But up here, at Takshang, I have finally reached the top. It is absolutely quiet and the air is so clear, it’s like breathing in the essence of crystal. The innermost room where the Guru Rimpoche meditated is barred to all but the King, the Head Abbot of Bhutan and two attending lamas. The flickering flames of butter lamps illuminate the inner dark of a shrine, and I can see Paro spread out like an emerald carpet far down below. And I realize that over this one week, an invisible spiritcatcher has spread its spokes across my heart, that all the ghosts and demons we carry around have left. I have to leave tomorrow; I’ll miss the pampering at “austere” Aman, the sharp, commanding silhouettes of the dzongs, the serendipity of sharing betel nut and forbidden cigarettes with the pretty women who runs the Thimpu bookstore. But sitting where the Guru once sat, head bowed in meditation in front of the Buddha, I know that what everyone in Bhutan has been saying to me all along is true. I’m lucky to be here, very lucky indeed.

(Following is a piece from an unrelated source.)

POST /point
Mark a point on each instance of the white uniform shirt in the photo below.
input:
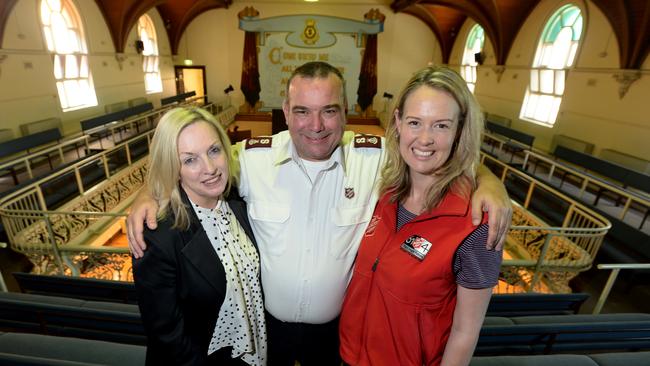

Barely an hour into the journey, Bhutan’s getting on my nerves. “This is the most beautiful flight in the world,” travel websites gush. I shrug: so we’re flying over the Himalayas, big deal. “Ask for a seat on the left of the Druk Air plane on the way in,” a usually cynical friend says with uncharacteristic emotion. “It’s stunning.” Yeah, right, I think, so show me.
It does. Imagine the Himalayas spread out in crystal clarity beneath you, each ridge and spur sharply defined, the range magically swaddled in clouds. Everest is outside my window, incredibly beautiful in pristine white—you can’t see the climbers’ trash heaps from here—and grim black, wearing a feathery headdress of mist. This is a terrible thing to do to a professional grouch, I think, as I dash a tear of emotion from my eye and compose bad lyrical poetry to the heavens and the awesome beauty of the mountains. The tiny sliver of me that is still uncynical whispers: “I wish I could do this again.”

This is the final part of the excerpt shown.